Human rights groups and universities condemned the ban, arguing it would legitimize discrimination against the LGBTI community. The law, which also raised concerns around the rights to academic freedom and freedom of expression, was declared unconstitutional by the Constitutional Court in December.

Right to education

Despite 2016 legislation prohibiting segregation in primary and secondary education, and subsequent guidelines adopted by the Ministry of Education to apply the law, the government failed to implement the guidelines by year’s end.

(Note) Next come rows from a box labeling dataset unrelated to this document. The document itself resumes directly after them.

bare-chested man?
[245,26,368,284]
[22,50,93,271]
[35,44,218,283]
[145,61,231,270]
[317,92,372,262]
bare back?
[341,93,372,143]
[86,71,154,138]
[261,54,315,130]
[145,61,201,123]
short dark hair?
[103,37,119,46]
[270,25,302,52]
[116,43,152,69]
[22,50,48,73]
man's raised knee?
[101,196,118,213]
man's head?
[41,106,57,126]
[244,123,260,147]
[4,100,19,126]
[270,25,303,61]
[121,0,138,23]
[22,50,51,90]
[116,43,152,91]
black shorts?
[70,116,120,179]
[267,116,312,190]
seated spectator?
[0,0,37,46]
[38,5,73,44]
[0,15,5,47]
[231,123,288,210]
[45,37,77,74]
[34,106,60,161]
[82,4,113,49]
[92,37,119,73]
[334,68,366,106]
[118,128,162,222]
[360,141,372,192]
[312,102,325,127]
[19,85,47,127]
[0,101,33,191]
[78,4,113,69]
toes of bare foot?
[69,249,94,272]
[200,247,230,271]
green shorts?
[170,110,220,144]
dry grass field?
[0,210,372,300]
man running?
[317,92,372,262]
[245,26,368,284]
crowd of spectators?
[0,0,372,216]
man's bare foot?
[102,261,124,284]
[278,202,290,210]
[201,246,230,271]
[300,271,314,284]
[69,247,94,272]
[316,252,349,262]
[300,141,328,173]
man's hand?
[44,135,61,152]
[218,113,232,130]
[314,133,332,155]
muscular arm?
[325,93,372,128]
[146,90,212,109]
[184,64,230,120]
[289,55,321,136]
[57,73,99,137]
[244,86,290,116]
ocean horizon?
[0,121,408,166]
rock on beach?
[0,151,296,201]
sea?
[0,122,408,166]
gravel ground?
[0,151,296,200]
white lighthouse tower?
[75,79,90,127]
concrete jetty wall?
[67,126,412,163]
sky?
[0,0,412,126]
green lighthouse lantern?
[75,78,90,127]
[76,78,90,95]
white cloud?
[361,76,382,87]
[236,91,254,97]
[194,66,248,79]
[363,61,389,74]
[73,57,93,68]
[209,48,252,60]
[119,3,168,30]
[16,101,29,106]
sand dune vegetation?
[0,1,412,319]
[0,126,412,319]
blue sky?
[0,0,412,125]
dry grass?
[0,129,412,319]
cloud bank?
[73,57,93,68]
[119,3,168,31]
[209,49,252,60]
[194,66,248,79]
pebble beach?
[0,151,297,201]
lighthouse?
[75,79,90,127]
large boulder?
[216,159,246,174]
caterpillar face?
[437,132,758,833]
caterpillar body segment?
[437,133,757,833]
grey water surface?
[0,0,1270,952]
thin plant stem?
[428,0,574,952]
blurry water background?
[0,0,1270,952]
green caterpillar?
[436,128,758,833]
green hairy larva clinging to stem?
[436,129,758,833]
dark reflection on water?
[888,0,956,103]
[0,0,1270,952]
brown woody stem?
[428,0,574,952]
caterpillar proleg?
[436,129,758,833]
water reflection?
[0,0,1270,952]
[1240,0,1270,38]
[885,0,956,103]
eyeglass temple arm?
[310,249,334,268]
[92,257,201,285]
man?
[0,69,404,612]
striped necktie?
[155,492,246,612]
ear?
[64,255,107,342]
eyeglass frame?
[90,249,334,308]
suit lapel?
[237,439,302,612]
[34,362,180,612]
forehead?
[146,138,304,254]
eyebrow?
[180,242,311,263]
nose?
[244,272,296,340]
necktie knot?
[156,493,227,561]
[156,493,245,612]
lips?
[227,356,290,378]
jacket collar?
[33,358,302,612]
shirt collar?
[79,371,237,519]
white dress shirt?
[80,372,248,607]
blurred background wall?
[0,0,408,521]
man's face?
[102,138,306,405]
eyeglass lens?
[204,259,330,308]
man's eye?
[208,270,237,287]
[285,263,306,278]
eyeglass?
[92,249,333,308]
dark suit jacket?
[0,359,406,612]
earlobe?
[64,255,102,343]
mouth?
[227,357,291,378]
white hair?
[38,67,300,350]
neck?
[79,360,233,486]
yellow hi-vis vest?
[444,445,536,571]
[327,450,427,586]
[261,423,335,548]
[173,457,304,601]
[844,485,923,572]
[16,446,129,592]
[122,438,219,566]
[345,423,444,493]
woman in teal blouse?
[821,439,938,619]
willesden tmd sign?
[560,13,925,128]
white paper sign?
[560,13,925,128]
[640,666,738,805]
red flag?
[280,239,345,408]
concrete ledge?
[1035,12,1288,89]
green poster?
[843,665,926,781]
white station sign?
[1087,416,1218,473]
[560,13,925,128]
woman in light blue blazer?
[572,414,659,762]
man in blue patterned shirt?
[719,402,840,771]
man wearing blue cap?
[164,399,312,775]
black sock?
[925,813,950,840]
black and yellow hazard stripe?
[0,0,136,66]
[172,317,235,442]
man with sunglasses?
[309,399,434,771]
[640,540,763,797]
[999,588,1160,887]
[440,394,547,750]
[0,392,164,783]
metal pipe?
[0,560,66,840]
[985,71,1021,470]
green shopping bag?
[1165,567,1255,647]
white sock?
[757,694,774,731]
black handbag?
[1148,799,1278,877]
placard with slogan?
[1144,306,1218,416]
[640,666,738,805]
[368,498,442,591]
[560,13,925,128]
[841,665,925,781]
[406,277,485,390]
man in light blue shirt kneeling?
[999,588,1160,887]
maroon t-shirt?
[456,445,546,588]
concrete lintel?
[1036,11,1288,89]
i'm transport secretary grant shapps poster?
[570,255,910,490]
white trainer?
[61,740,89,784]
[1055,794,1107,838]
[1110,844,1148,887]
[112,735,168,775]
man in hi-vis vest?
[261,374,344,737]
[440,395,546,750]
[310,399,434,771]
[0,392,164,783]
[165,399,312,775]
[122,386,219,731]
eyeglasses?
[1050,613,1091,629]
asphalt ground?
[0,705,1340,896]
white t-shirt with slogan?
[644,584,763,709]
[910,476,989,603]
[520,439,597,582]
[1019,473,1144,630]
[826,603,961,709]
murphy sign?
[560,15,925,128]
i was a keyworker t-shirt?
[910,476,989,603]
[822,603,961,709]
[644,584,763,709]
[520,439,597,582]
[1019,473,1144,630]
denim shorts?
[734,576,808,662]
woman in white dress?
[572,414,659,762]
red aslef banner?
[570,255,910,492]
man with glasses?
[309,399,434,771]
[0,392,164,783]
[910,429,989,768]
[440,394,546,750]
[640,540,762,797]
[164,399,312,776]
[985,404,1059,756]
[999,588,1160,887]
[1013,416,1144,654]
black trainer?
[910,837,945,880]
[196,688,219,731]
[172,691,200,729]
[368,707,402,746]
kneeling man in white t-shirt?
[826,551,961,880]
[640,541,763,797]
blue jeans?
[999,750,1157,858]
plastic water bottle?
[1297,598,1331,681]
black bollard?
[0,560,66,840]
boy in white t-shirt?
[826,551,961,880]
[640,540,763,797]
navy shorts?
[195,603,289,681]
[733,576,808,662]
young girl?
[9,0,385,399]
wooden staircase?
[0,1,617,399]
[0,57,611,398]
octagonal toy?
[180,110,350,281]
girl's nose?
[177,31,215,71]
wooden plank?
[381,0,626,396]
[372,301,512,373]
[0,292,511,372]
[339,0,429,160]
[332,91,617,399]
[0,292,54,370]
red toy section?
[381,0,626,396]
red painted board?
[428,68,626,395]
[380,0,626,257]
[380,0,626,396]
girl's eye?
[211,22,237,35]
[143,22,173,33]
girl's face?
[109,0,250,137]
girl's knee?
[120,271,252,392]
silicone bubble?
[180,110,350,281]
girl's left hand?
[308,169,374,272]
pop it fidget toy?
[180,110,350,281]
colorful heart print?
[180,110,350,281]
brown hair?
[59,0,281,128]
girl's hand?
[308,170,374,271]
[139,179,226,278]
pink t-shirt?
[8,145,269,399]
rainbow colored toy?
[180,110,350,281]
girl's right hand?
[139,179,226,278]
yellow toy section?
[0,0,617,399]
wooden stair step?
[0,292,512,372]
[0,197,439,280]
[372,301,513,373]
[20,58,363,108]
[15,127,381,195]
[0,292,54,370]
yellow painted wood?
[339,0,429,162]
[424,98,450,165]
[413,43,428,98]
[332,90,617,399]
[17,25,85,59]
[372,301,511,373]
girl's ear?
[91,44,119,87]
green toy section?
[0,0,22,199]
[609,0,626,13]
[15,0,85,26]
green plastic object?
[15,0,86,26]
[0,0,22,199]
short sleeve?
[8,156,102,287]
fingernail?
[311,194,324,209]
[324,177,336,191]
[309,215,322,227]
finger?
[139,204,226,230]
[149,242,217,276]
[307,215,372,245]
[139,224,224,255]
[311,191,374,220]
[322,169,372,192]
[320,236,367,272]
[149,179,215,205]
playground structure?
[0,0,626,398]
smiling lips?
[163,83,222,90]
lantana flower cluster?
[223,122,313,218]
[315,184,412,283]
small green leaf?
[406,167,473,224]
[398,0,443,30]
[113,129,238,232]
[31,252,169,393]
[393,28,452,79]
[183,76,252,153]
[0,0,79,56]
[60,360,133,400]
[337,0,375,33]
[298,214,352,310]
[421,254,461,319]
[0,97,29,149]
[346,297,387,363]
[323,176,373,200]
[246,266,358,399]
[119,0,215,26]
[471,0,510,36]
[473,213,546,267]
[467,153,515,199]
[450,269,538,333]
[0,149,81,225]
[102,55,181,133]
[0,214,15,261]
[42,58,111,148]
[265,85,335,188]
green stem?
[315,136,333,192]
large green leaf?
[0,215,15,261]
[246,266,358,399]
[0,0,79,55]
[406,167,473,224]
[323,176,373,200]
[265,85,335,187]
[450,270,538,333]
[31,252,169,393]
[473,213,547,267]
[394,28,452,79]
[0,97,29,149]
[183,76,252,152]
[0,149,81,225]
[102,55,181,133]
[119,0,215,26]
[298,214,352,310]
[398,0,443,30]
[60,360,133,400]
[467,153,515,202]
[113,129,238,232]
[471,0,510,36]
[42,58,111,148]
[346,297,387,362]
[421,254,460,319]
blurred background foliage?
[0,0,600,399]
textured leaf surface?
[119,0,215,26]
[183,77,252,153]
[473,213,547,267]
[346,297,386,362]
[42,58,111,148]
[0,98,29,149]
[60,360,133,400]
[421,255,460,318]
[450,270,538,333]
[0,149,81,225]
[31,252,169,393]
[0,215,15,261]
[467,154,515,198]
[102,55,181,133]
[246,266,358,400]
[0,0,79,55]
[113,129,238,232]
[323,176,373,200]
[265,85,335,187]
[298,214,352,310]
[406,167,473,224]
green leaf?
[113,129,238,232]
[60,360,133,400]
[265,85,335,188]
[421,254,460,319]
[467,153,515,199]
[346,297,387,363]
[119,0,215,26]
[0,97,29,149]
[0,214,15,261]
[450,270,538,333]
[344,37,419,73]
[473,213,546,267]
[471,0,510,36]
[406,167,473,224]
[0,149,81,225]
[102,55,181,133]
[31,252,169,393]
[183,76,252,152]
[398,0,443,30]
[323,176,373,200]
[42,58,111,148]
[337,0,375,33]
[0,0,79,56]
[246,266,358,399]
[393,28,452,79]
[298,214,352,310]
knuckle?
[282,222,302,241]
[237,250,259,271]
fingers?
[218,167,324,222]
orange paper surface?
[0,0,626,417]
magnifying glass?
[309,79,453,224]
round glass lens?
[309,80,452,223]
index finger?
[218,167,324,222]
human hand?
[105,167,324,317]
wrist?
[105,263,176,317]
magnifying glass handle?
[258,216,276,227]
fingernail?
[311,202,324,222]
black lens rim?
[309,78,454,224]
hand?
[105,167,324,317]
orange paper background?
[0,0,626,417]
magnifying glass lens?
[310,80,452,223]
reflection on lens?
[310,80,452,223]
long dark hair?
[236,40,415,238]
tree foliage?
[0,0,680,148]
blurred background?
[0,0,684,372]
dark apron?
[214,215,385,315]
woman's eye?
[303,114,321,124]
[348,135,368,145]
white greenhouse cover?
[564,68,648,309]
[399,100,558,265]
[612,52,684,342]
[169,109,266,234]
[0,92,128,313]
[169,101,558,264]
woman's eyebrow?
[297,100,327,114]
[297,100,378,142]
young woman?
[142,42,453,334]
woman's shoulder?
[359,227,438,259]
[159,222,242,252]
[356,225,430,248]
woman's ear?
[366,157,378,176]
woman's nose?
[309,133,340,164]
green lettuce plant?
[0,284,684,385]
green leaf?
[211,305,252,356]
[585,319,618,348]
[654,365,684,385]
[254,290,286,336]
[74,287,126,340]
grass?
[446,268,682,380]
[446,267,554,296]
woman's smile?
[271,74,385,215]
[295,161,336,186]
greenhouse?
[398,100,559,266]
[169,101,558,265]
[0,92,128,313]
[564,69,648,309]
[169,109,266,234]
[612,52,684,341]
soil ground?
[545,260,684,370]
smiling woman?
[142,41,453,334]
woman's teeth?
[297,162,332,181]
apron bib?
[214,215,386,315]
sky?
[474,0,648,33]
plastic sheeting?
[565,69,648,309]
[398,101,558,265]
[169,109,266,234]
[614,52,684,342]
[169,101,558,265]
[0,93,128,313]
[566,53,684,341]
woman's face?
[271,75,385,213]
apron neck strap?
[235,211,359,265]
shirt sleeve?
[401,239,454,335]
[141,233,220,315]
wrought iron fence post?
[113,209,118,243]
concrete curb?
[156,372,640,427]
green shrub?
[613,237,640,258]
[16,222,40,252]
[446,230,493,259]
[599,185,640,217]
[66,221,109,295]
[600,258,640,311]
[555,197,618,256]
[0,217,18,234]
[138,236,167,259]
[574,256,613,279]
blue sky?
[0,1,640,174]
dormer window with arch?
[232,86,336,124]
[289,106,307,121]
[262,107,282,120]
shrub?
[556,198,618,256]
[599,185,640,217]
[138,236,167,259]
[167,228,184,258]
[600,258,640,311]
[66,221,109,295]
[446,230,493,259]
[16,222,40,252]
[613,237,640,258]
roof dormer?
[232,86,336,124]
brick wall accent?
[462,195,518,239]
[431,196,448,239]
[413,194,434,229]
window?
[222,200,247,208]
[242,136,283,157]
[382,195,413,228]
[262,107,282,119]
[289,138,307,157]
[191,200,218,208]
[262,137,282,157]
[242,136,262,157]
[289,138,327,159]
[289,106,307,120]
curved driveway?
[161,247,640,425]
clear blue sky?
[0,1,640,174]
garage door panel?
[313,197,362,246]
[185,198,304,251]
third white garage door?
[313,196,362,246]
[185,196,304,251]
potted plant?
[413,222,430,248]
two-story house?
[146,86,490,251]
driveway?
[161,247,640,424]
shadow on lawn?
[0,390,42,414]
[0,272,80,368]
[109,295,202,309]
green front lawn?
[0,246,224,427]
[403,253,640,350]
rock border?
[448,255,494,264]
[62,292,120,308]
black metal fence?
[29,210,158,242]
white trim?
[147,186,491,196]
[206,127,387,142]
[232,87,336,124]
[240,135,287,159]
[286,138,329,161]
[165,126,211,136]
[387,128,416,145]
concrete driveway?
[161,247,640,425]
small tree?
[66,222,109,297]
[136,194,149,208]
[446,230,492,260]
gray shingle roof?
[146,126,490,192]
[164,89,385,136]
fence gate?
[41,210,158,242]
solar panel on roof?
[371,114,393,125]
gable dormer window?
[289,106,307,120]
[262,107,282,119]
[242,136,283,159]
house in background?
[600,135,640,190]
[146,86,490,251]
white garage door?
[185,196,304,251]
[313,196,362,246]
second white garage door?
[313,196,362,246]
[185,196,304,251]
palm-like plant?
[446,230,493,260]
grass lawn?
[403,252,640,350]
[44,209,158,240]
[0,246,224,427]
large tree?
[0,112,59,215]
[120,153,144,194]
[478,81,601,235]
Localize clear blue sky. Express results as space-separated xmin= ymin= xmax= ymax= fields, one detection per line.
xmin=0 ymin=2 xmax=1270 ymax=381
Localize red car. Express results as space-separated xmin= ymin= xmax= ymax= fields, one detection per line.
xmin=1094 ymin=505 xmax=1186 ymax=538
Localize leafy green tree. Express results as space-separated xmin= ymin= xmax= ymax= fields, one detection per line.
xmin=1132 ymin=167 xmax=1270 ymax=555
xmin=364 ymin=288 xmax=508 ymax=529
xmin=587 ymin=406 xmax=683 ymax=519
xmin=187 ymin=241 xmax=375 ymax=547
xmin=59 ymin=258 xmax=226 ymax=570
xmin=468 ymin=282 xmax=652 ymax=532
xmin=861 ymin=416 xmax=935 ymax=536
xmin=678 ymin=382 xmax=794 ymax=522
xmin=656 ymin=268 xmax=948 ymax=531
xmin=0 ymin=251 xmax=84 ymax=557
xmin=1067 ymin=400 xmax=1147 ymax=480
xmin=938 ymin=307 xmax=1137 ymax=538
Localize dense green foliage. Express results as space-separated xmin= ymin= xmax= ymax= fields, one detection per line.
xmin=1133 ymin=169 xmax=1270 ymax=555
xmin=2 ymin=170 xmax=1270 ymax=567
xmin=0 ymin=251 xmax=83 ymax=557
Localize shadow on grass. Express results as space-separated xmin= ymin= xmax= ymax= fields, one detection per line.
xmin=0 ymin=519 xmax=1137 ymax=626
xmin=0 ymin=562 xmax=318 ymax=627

A study by the NGO Caritas Romania highlighted the challenges faced by children from vulnerable groups while accessing remote learning during the March-June lockdown, with Roma among the worst affected. According to the study, an average of only 15% of children from marginalized groups participated habitually in online activities during the lockdown, marking a drastic reduction compared to the 83% average for school attendance of the children registered before the pandemic. The main obstacles included a lack of technical equipment, overcrowded homes with a lack of adequate study spaces, and the absence of support from parents to complete online tasks.

Freedom of assembly

Following Romania’s temporary derogation in March from the right to freedom of peaceful assembly, a blanket prohibition on public gatherings was in place. Civil society groups criticized such measures as disproportionate. Gatherings of up to 100 people were permitted from November as long as certain protection measures were observed.

Due process

In October, in the case of Muhammed and Muhammed v. Romania, the Grand Chamber of the European Court of Human Rights found that the authorities acted unlawfully when, in 2012, they deported two Pakistani nationals residing legally in the country. The deportation was based on secret evidence seen only by the government and the courts alleging that their activities posed a potential threat to Romania’s national security.2

The Court found that in expulsion proceedings people have a right to be informed of the relevant factual elements which led authorities to consider that they represent a threat to national security, and to be given access to the content of the documents and the information relied upon by the government. It found that where limitations are necessary to protect national security, they must be accompanied by sufficient counterbalancing safeguards.